Appendix: Computational method to find the optimal social structure

  1. 1.

    Set N = given population, m = given memory ability.

  2. 2.

    Create the memory profile matrix base and the strategy profile matrix base, they are N-by-N null matrices.

  3. 3.

    Digitize the strategies (we use: hawk = 3, dove = 1, mix = 2), to be used in the strategy profile matrix.

  4. 4.

    Generate an arbitrary memory profile matrix under the given memory ability.

  5. 5.

    Generate an arbitrary strategy profile matrix at equilibrium (the off-diagonal pairs must sum to 4, meaning players must play HDH-D, DHD-H, or MMM-M at equilibrium).

  6. 6.

    Check whether the strategy profile can be supported by the memory profile.
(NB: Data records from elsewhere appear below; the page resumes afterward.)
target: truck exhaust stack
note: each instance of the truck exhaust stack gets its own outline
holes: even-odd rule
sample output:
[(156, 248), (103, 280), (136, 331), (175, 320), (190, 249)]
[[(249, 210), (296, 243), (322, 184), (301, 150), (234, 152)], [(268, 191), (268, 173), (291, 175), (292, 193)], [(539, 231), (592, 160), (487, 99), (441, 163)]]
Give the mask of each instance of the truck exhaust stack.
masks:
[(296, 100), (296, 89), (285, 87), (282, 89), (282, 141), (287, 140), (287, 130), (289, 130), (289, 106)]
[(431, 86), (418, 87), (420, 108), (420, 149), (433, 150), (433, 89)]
The strategy profile can be supported by the memory profile if the agents play the same strategy against all non-memorized opponents:

    1. (a)

      Locate all 0-value entries in the first row in the memory profile matrix. This reflects all non-memorized opponents for the first agent.

    2. (b)

      Find all corresponding entries in the strategy profile matrix to the entries found in (a).

    3. (c)

      If all entries found in (b) have the same value, then this agent’s strategy profile can be supported by its memory profile.

    4. (d)

      Repeat (a) to (c) for every agents. The strategy profile matrix is supported by the memory profile matrix if all agents’ strategy profiles can be supported by their memory profiles.

  7. 7.

    If the strategy profile can be supported by the memory profile, then it is an equilibrium. Count the number of strategy MM by counting entries with value=2 in the strategy profile matrix. Divide by 2 will give us the number of pairs that play MMM-M.

  8. 8.

    Repeat 5-7 for all possible strategy profile matrices at equilibrium.

  9. 9.

    Repeat 4-8 for all possible memory profile matrices under the given memory ability.

  10. 10.

    The social structure that induces the least number of MMM-M pairs is the optimal social structure. If there are multiple, compare their memory profile matrices. The one with more zeroes (fewer ones) is the superior one in terms of fitness, because of lower memory usage.